In computing ${\bf x}(t)={\bf x}_{0}+{\bf x}_{1}t+{\bf x}_{2}t^{2}+\cdots+{\bf x}_{d-1}t^{d-1}$ , not all $d$ coefficient vectors need to be involved. We start ${\bf x}_{0}$ with half its precision correct, otherwise Newton’s method may not converge. The first iteration consists of getting ${\bf x}_{0}$ correct to the full working precision. If Newton’s method would not converge for order zero, then there is no use of increasing the order. The $d$ in the order $O(t^{d})$ is increased gradually, for example, the update formula for the order

d:=d+1+d/2

(10)

is optimistically hoping for quadratic convergence.

Once ${\bf x}_{k}$ is correct, the corresponding ${\bf b}_{k}=0$ , as ${\bf b}_{k}$ is obtained by evaluation, and then the update $\Delta{\bf x}_{k}$ should no longer be computed because

QR\Delta{\bf x}_{k}={\bf b}_{k}={\bf 0}\quad\Rightarrow\quad\Delta{\bf x}_{k}={\bf 0}.

(11)

This gives a criterion to stop the iterations.

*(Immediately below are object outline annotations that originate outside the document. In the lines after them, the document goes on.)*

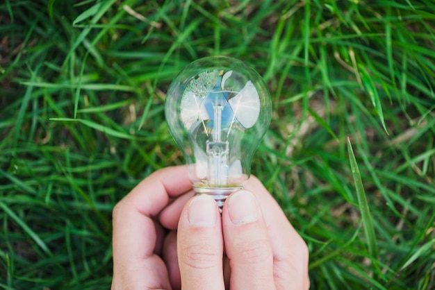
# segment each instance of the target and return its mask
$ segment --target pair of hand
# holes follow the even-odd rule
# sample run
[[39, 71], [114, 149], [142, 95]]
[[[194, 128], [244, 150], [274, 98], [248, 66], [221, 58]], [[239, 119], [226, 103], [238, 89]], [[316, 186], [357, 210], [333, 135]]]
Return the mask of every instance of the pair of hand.
[[245, 185], [221, 216], [186, 167], [142, 181], [113, 210], [112, 289], [308, 289], [305, 242], [258, 179]]

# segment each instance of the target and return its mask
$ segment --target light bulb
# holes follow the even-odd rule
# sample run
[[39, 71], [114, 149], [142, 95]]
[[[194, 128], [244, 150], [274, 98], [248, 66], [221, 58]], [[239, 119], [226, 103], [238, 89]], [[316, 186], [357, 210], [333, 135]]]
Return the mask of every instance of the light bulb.
[[227, 197], [249, 178], [271, 111], [261, 77], [236, 58], [199, 59], [171, 83], [165, 105], [170, 132], [195, 192], [211, 196], [221, 211]]

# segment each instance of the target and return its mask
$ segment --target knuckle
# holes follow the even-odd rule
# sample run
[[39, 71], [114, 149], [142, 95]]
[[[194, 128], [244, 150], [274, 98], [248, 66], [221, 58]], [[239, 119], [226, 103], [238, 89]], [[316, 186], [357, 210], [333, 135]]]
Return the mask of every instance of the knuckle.
[[273, 260], [273, 254], [269, 241], [257, 239], [238, 243], [237, 255], [240, 260], [248, 264], [263, 264]]
[[222, 259], [222, 253], [218, 255], [218, 253], [215, 248], [206, 244], [185, 245], [181, 249], [181, 261], [192, 268], [209, 268]]
[[116, 205], [115, 205], [115, 207], [113, 207], [113, 210], [112, 210], [112, 219], [116, 219], [116, 218], [120, 214], [121, 207], [122, 207], [122, 201], [120, 201]]

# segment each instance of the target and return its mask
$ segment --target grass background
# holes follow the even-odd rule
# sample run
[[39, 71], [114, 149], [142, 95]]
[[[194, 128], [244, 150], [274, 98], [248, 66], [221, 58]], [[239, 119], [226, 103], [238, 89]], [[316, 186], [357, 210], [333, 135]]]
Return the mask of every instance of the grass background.
[[109, 287], [111, 210], [183, 163], [165, 92], [211, 55], [268, 83], [252, 172], [312, 288], [434, 289], [434, 51], [432, 0], [2, 1], [0, 289]]

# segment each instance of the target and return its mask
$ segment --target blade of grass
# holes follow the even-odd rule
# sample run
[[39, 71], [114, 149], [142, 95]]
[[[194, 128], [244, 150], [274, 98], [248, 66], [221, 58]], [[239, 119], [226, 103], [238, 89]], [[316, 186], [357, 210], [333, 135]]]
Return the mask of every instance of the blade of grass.
[[373, 227], [373, 220], [370, 214], [370, 207], [367, 202], [366, 191], [363, 185], [361, 173], [358, 167], [358, 163], [355, 159], [354, 151], [352, 148], [350, 139], [347, 138], [347, 153], [349, 154], [349, 162], [350, 162], [350, 169], [355, 184], [355, 190], [358, 198], [358, 204], [359, 205], [359, 210], [363, 219], [363, 224], [364, 225], [364, 233], [368, 246], [368, 252], [372, 258], [372, 262], [376, 262], [378, 259], [377, 242], [376, 239], [376, 234], [375, 228]]

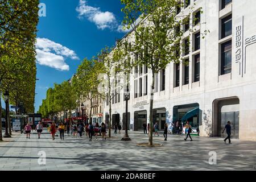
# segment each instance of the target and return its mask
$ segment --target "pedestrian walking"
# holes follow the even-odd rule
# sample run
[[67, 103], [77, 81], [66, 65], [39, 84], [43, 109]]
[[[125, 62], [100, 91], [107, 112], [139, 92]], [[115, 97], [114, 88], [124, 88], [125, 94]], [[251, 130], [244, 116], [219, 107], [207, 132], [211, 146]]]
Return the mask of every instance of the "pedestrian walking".
[[73, 136], [76, 138], [76, 135], [77, 135], [77, 126], [74, 123], [72, 125], [72, 130], [73, 130]]
[[179, 121], [176, 122], [176, 134], [177, 135], [180, 134], [180, 122]]
[[121, 134], [121, 130], [122, 129], [122, 126], [120, 125], [120, 123], [118, 123], [118, 130], [119, 130], [119, 134]]
[[85, 132], [86, 133], [86, 137], [87, 135], [89, 135], [89, 124], [86, 123], [86, 125], [85, 125]]
[[69, 135], [69, 131], [70, 131], [70, 123], [68, 122], [67, 123], [67, 134], [68, 135]]
[[64, 140], [64, 133], [65, 132], [65, 125], [63, 123], [60, 123], [59, 126], [59, 131], [60, 131], [60, 139]]
[[154, 126], [154, 128], [155, 129], [155, 135], [157, 134], [158, 136], [159, 136], [159, 134], [158, 134], [158, 122], [156, 122], [155, 125]]
[[117, 134], [117, 123], [115, 123], [114, 127], [115, 127], [115, 131], [114, 132], [114, 133]]
[[90, 138], [89, 141], [92, 141], [92, 136], [94, 134], [94, 127], [92, 123], [90, 122], [89, 125], [89, 137]]
[[43, 125], [41, 124], [41, 122], [39, 122], [38, 124], [36, 126], [36, 130], [38, 132], [38, 138], [40, 138], [40, 136], [41, 136], [41, 133], [43, 130]]
[[187, 139], [188, 138], [188, 136], [189, 136], [190, 140], [193, 141], [193, 140], [191, 138], [191, 136], [190, 135], [190, 133], [192, 132], [192, 129], [191, 129], [191, 125], [189, 125], [189, 122], [188, 121], [187, 121], [187, 124], [185, 125], [186, 129], [188, 130], [188, 133], [187, 134], [187, 137], [186, 138], [184, 138], [184, 139], [185, 141], [187, 141]]
[[54, 140], [55, 139], [55, 133], [56, 133], [56, 126], [55, 123], [53, 123], [50, 126], [50, 131], [52, 134], [52, 140]]
[[168, 124], [164, 123], [164, 137], [165, 141], [167, 140], [167, 133], [168, 133]]
[[222, 131], [222, 133], [224, 133], [225, 130], [226, 130], [226, 134], [228, 134], [228, 136], [224, 139], [224, 142], [226, 143], [226, 141], [227, 139], [229, 139], [229, 144], [231, 144], [231, 122], [229, 121], [228, 121], [228, 124], [225, 126], [224, 130]]
[[144, 123], [142, 125], [143, 129], [144, 129], [144, 134], [147, 134], [147, 124], [146, 123], [146, 122], [144, 122]]
[[24, 130], [25, 130], [25, 133], [27, 134], [27, 138], [28, 136], [28, 138], [30, 139], [30, 133], [31, 132], [32, 127], [29, 123], [27, 123], [27, 125], [25, 126]]
[[148, 136], [150, 133], [150, 123], [147, 123], [147, 135]]
[[94, 134], [95, 134], [95, 136], [96, 137], [95, 140], [96, 141], [98, 140], [97, 136], [98, 136], [98, 133], [99, 133], [99, 131], [100, 131], [100, 126], [98, 125], [98, 123], [97, 122], [94, 126]]
[[106, 126], [104, 123], [101, 123], [101, 134], [102, 134], [102, 140], [106, 140]]
[[78, 133], [79, 133], [79, 135], [80, 136], [80, 138], [82, 138], [82, 125], [81, 123], [79, 123], [79, 126], [77, 127], [77, 131]]

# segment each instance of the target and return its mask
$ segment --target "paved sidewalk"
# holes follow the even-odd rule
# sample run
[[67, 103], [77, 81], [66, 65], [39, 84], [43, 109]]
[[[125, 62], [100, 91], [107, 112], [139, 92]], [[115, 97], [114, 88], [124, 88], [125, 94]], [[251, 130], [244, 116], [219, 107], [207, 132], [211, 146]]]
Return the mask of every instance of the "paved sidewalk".
[[[55, 140], [44, 131], [40, 139], [15, 135], [13, 142], [0, 142], [0, 170], [255, 170], [256, 142], [233, 139], [226, 144], [220, 138], [184, 136], [155, 136], [163, 146], [148, 148], [136, 144], [148, 141], [142, 132], [129, 131], [131, 141], [121, 141], [124, 132], [106, 141], [89, 142], [83, 136], [65, 136]], [[100, 136], [98, 138], [100, 139]], [[46, 164], [39, 165], [39, 152], [46, 155]], [[217, 154], [217, 164], [209, 164], [210, 151]], [[42, 160], [39, 160], [42, 162]]]

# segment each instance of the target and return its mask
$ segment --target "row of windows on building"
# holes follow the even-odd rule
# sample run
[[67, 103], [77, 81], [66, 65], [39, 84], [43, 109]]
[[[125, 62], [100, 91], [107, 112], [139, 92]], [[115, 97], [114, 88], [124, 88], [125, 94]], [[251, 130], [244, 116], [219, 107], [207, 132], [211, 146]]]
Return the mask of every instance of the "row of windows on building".
[[[221, 0], [221, 9], [225, 8], [227, 6], [232, 2], [232, 0]], [[187, 2], [187, 5], [185, 7], [187, 7], [190, 5], [190, 1]], [[180, 10], [177, 10], [179, 12]], [[195, 24], [198, 24], [200, 23], [200, 14], [201, 12], [198, 11], [195, 14]], [[183, 30], [184, 32], [188, 31], [190, 24], [189, 21], [186, 21], [184, 25]], [[229, 15], [224, 18], [221, 19], [221, 39], [224, 39], [227, 36], [230, 36], [232, 34], [232, 15]], [[176, 31], [180, 31], [180, 27], [179, 27]], [[200, 32], [196, 32], [193, 34], [193, 51], [196, 51], [200, 49]], [[184, 48], [183, 56], [187, 56], [189, 53], [189, 39], [186, 38], [184, 40]], [[229, 40], [224, 42], [221, 44], [221, 63], [220, 63], [220, 75], [225, 75], [231, 72], [232, 69], [232, 40]], [[176, 52], [177, 55], [180, 56], [180, 51], [178, 50]], [[184, 66], [184, 77], [183, 80], [183, 85], [187, 85], [189, 84], [189, 59], [187, 58], [183, 61], [183, 66]], [[192, 69], [192, 82], [197, 82], [200, 81], [200, 53], [193, 56]], [[180, 86], [180, 64], [176, 63], [174, 64], [174, 76], [175, 76], [175, 85], [174, 87]], [[144, 69], [143, 69], [144, 68]], [[134, 80], [134, 98], [142, 97], [142, 95], [147, 95], [148, 92], [148, 77], [147, 75], [143, 75], [147, 74], [148, 72], [148, 68], [146, 66], [139, 66], [134, 69], [135, 80]], [[160, 91], [165, 90], [165, 70], [160, 72]], [[144, 79], [142, 79], [144, 77]], [[158, 75], [155, 76], [155, 92], [158, 92]], [[142, 92], [142, 88], [144, 85], [144, 90]], [[114, 99], [112, 100], [112, 104], [120, 102], [120, 94], [116, 94], [115, 96], [113, 94]], [[107, 105], [108, 105], [108, 101], [107, 101]]]

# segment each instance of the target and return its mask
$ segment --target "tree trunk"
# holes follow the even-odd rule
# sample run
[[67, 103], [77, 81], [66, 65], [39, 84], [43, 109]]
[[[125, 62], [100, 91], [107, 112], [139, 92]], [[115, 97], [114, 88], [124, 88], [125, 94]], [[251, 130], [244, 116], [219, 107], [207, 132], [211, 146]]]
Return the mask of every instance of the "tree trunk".
[[154, 89], [155, 88], [155, 73], [152, 72], [152, 82], [150, 89], [150, 131], [149, 134], [148, 145], [153, 145], [153, 101], [154, 101]]
[[[8, 113], [8, 125], [9, 125], [9, 134], [10, 135], [11, 135], [11, 118], [10, 117], [10, 105], [9, 105], [9, 102], [8, 102], [7, 105], [7, 113]], [[21, 123], [20, 123], [21, 125]]]
[[112, 129], [112, 109], [111, 108], [111, 96], [110, 96], [109, 98], [109, 137], [111, 137], [111, 129]]
[[92, 118], [92, 100], [90, 100], [90, 114], [89, 115], [89, 123], [92, 122], [92, 121], [91, 121]]
[[3, 140], [3, 136], [2, 135], [2, 103], [1, 103], [1, 94], [0, 93], [0, 141]]

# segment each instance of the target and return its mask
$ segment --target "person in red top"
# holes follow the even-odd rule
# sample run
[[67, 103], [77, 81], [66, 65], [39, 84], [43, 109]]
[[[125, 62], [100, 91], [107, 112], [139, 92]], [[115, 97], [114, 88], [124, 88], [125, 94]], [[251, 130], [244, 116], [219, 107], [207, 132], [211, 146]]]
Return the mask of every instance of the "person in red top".
[[27, 125], [25, 126], [25, 132], [27, 134], [27, 136], [28, 135], [28, 138], [30, 138], [30, 132], [31, 132], [32, 127], [31, 126], [30, 126], [30, 123], [27, 123]]
[[54, 140], [55, 139], [55, 136], [56, 133], [56, 126], [55, 123], [51, 125], [50, 131], [51, 134], [52, 134], [52, 140]]

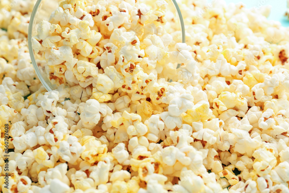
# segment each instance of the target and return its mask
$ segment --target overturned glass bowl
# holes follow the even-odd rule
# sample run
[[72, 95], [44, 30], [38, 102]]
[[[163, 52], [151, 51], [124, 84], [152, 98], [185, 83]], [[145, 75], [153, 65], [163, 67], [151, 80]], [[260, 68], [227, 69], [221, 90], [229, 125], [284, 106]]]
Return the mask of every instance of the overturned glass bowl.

5 Accelerating Newton’s Method

While the blocked Householder QR is very suitable to GPU acceleration and teraflop performance is achieved already at relatively modest dimensions, it stars only at the very beginning of Newton’s method as it is no longer needed once the QR decomposition is computed. The second part of the least squares solver, the back substitution, is needed in every stage, as are the convolutions to compute the right hand sides of the linear systems.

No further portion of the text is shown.